The Russian airline said in an earlier statement that several passengers had been injured during "severe turbulence" 40 minutes before landing in the Thai capital.

It said the crew was unable to warn passengers of the approaching danger as the turbulence occurred in a clear sky.

"All the injured were sent to a local hospital with injuries of a different kind of severity, mainly fractures and bruises," the embassy said. "The reasons behind the injures was that some of the passengers had not had their seat belts fastened."

Passenger phone footage broadcast by Rossiya 24 state television channel showed a scene of chaos inside the cabin, with injured passengers on the floor, smears of blood on luggage racks and oxygen masks hanging down.

"We were hurled up into the roof of the plane, it was practically impossible to hold on," a passenger who gave her first name Yevgenia, told Rossiya 24 by phone. "It felt like the shaking wouldn't stop, that we would just crash."

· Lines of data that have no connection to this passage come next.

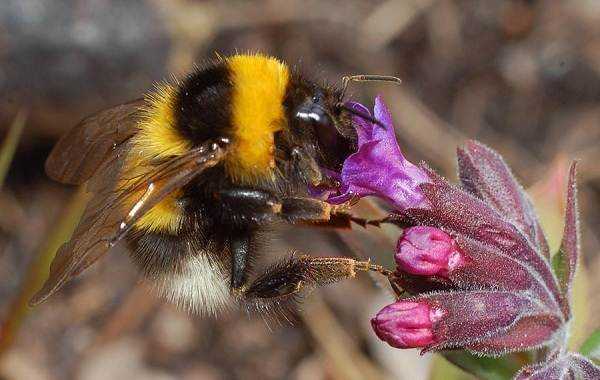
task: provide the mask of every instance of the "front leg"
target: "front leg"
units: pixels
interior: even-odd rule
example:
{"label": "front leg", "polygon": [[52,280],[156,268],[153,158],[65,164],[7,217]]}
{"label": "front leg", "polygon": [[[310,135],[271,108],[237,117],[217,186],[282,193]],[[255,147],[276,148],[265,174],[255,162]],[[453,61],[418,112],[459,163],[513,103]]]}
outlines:
{"label": "front leg", "polygon": [[221,219],[230,225],[260,225],[276,219],[334,228],[350,228],[351,222],[363,227],[369,224],[366,219],[347,213],[344,206],[330,205],[315,198],[279,199],[268,191],[249,188],[222,189],[214,197],[220,203]]}
{"label": "front leg", "polygon": [[[331,206],[326,202],[313,198],[291,197],[279,201],[279,199],[269,192],[245,188],[223,189],[215,194],[215,198],[221,202],[223,222],[226,225],[232,226],[229,251],[231,254],[231,287],[234,290],[240,290],[246,284],[249,272],[248,257],[252,249],[251,239],[256,228],[261,224],[267,223],[274,218],[283,218],[292,223],[327,225],[337,228],[349,228],[351,221],[364,226],[362,219],[338,212],[336,206]],[[336,278],[335,271],[342,273],[345,265],[354,262],[353,259],[346,258],[340,258],[337,261],[331,260],[318,258],[311,258],[309,260],[307,256],[296,260],[294,267],[298,269],[298,275],[306,277],[308,274],[318,274],[319,271],[315,272],[315,269],[330,265],[332,269],[329,272],[325,271],[328,273],[325,277]],[[307,266],[310,269],[308,272],[302,270],[303,265],[307,263],[310,263]],[[280,284],[276,288],[294,287],[299,283],[286,276],[273,275],[269,276],[269,278],[269,281],[275,281],[276,278],[284,280],[285,284]],[[318,279],[313,278],[312,280]],[[302,282],[305,283],[306,279]],[[254,284],[255,290],[264,286],[264,284],[261,285],[260,278]],[[255,290],[252,290],[250,294]],[[258,291],[258,293],[261,292]]]}
{"label": "front leg", "polygon": [[317,227],[350,228],[351,222],[363,227],[369,224],[345,209],[345,206],[334,206],[315,198],[289,197],[282,199],[280,214],[290,223]]}
{"label": "front leg", "polygon": [[268,191],[227,188],[214,193],[213,209],[224,225],[245,228],[272,221],[281,212],[279,198]]}

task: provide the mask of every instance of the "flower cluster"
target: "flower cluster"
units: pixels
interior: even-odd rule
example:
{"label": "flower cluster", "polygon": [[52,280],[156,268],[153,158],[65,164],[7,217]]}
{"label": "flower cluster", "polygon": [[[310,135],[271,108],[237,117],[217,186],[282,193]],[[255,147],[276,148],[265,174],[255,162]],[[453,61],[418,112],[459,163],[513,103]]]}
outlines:
{"label": "flower cluster", "polygon": [[[370,114],[362,105],[351,106]],[[387,220],[404,228],[390,281],[410,296],[372,319],[377,336],[393,347],[423,352],[466,349],[498,356],[543,346],[547,361],[519,378],[565,368],[600,378],[598,367],[564,349],[579,244],[575,165],[560,265],[553,271],[531,202],[498,153],[468,142],[458,150],[460,185],[453,185],[404,157],[379,97],[374,117],[382,125],[355,118],[358,149],[345,161],[341,186],[329,202],[377,196],[393,208]]]}

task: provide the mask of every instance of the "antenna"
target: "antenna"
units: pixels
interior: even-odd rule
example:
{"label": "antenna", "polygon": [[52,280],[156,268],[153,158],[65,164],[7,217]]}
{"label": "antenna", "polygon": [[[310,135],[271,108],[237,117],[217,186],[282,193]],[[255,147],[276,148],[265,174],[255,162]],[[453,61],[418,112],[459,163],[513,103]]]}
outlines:
{"label": "antenna", "polygon": [[341,99],[344,99],[344,95],[346,95],[346,90],[348,89],[348,85],[350,82],[391,82],[400,84],[402,83],[402,79],[391,76],[391,75],[370,75],[370,74],[359,74],[359,75],[345,75],[342,77],[342,96]]}

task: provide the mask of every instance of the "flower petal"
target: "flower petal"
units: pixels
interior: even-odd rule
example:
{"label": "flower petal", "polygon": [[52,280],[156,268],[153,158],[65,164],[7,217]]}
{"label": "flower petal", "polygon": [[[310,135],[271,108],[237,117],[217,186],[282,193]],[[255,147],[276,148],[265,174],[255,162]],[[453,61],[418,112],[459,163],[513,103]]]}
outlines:
{"label": "flower petal", "polygon": [[[369,111],[367,107],[360,103],[348,102],[346,105],[357,112],[371,116],[371,111]],[[372,140],[371,136],[373,134],[373,124],[371,122],[363,119],[362,117],[356,116],[352,119],[352,122],[355,124],[356,134],[358,136],[358,146],[361,146],[367,141]]]}
{"label": "flower petal", "polygon": [[[356,103],[353,107],[361,112],[366,111]],[[426,207],[418,186],[429,179],[423,170],[402,154],[389,110],[381,97],[375,99],[375,117],[382,125],[358,116],[353,118],[359,137],[358,150],[344,162],[342,186],[338,194],[328,201],[339,204],[353,198],[376,195],[398,210]]]}
{"label": "flower petal", "polygon": [[468,261],[454,239],[439,228],[428,226],[405,229],[394,257],[401,271],[445,278]]}

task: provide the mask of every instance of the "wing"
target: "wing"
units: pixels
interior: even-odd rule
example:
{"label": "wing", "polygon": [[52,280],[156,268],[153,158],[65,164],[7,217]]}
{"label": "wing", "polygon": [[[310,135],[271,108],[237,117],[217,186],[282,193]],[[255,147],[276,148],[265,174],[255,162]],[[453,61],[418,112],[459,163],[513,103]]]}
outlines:
{"label": "wing", "polygon": [[137,132],[143,99],[105,109],[83,119],[56,143],[46,160],[55,181],[79,185],[87,181],[117,146]]}
{"label": "wing", "polygon": [[165,197],[219,163],[225,155],[227,142],[206,142],[183,156],[157,165],[148,164],[141,170],[137,168],[136,176],[119,186],[125,161],[123,155],[129,149],[127,145],[113,150],[110,159],[103,162],[92,177],[88,188],[95,193],[94,198],[71,240],[58,250],[48,280],[33,296],[31,305],[43,302],[108,252]]}

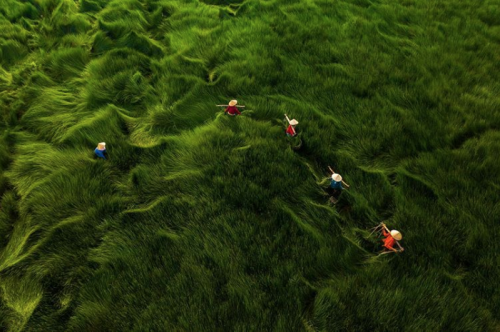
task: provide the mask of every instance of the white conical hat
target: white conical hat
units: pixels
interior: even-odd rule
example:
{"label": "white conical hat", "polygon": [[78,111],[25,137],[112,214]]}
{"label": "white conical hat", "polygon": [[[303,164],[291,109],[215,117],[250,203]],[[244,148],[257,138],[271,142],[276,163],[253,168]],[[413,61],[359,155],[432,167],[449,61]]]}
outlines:
{"label": "white conical hat", "polygon": [[233,99],[229,102],[229,106],[234,106],[236,104],[238,104],[238,101],[236,99]]}
{"label": "white conical hat", "polygon": [[299,121],[297,121],[297,120],[295,120],[295,119],[292,119],[292,120],[290,120],[290,124],[291,124],[292,126],[296,126],[296,125],[298,125],[298,124],[299,124]]}
{"label": "white conical hat", "polygon": [[99,150],[104,150],[104,149],[106,149],[106,143],[101,142],[101,143],[97,144],[97,148],[98,148]]}
{"label": "white conical hat", "polygon": [[332,174],[332,180],[333,180],[333,181],[340,182],[340,181],[342,181],[342,176],[340,176],[340,174],[333,173],[333,174]]}
{"label": "white conical hat", "polygon": [[397,241],[400,241],[403,238],[403,235],[401,235],[401,233],[395,229],[391,231],[391,236],[395,238]]}

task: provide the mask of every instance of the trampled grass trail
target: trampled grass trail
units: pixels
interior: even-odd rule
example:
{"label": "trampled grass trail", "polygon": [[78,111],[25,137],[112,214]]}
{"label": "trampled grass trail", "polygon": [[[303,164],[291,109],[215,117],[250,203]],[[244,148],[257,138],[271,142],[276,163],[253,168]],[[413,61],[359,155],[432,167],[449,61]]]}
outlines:
{"label": "trampled grass trail", "polygon": [[500,330],[499,36],[499,0],[2,0],[0,331]]}

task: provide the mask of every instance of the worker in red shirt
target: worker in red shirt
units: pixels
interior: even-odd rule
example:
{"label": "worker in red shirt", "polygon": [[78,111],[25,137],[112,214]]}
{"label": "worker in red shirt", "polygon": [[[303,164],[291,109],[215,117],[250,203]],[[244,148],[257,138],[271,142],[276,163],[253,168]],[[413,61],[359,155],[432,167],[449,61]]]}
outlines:
{"label": "worker in red shirt", "polygon": [[226,110],[224,111],[224,114],[229,114],[231,116],[235,115],[240,115],[241,112],[238,108],[244,108],[245,106],[243,105],[237,105],[238,101],[233,99],[229,102],[229,105],[215,105],[218,107],[226,107]]}
{"label": "worker in red shirt", "polygon": [[[389,229],[387,228],[387,226],[384,223],[381,223],[381,225],[382,225],[382,235],[385,236],[385,239],[382,240],[382,242],[384,242],[383,247],[385,249],[391,250],[393,252],[404,251],[404,248],[401,247],[401,245],[399,245],[399,242],[398,242],[398,241],[401,241],[401,239],[403,238],[403,235],[401,235],[401,233],[395,229],[393,229],[392,231],[389,231]],[[399,250],[394,249],[395,244],[398,245]]]}
{"label": "worker in red shirt", "polygon": [[285,114],[285,118],[288,121],[288,128],[286,129],[286,135],[289,137],[297,136],[297,131],[295,130],[295,126],[299,124],[299,121],[288,118],[288,115]]}
{"label": "worker in red shirt", "polygon": [[226,110],[224,111],[226,114],[229,114],[231,116],[235,116],[235,115],[241,115],[241,112],[240,110],[238,109],[238,107],[245,107],[245,106],[236,106],[236,104],[238,104],[238,101],[237,100],[231,100],[229,102],[229,105],[228,107],[226,108]]}

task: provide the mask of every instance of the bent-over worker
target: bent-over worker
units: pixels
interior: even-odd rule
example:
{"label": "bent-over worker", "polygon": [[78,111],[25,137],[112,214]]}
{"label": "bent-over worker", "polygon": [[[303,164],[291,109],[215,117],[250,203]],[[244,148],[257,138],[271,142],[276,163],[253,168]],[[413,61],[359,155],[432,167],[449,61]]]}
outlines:
{"label": "bent-over worker", "polygon": [[[392,231],[389,232],[389,229],[387,228],[387,226],[384,223],[382,223],[382,226],[383,226],[382,235],[385,236],[385,239],[382,240],[382,242],[384,242],[383,247],[385,249],[388,249],[388,250],[391,250],[394,252],[403,251],[404,248],[401,247],[399,245],[399,243],[397,242],[397,241],[401,241],[401,239],[403,238],[403,235],[395,229],[393,229]],[[394,249],[395,244],[397,244],[399,246],[400,250]]]}
{"label": "bent-over worker", "polygon": [[97,147],[94,150],[95,157],[102,158],[106,160],[108,153],[106,152],[106,143],[101,142],[97,144]]}
{"label": "bent-over worker", "polygon": [[286,135],[289,137],[294,137],[297,135],[297,131],[295,130],[295,126],[299,124],[299,121],[288,118],[288,115],[285,114],[285,118],[288,121],[288,128],[286,129]]}
{"label": "bent-over worker", "polygon": [[234,99],[231,100],[229,102],[229,106],[226,108],[226,110],[224,112],[231,115],[231,116],[241,115],[241,112],[238,109],[238,107],[236,106],[236,104],[238,104],[237,100],[234,100]]}

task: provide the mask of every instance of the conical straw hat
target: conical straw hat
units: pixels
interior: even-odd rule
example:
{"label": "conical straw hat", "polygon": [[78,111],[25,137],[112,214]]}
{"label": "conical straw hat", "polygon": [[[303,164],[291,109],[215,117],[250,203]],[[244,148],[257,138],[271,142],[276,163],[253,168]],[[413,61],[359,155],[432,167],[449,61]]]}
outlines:
{"label": "conical straw hat", "polygon": [[401,235],[401,233],[395,229],[391,231],[391,236],[395,238],[397,241],[400,241],[403,238],[403,235]]}
{"label": "conical straw hat", "polygon": [[101,142],[101,143],[97,144],[97,148],[98,148],[99,150],[104,150],[104,149],[106,149],[106,143]]}
{"label": "conical straw hat", "polygon": [[296,125],[298,125],[298,124],[299,124],[299,121],[297,121],[297,120],[295,120],[295,119],[292,119],[292,120],[290,120],[290,124],[291,124],[292,126],[296,126]]}
{"label": "conical straw hat", "polygon": [[236,99],[233,99],[229,102],[229,106],[234,106],[236,104],[238,104],[238,101]]}
{"label": "conical straw hat", "polygon": [[340,174],[334,173],[334,174],[332,175],[332,180],[333,180],[333,181],[340,182],[340,181],[342,181],[342,176],[340,176]]}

Thailand has become a very popular destination for sun-seeking Russian tourists with dozens of flights a day from across the country. Numbers dropped off a few years back when the rouble weakened but they have since bounced back.

Last year, just over one million Russians visited the country, most flocking to the southern beach resorts. Early May is an especially popular time of the year for Russians to head abroad with two public holidays in the first two weeks of the month.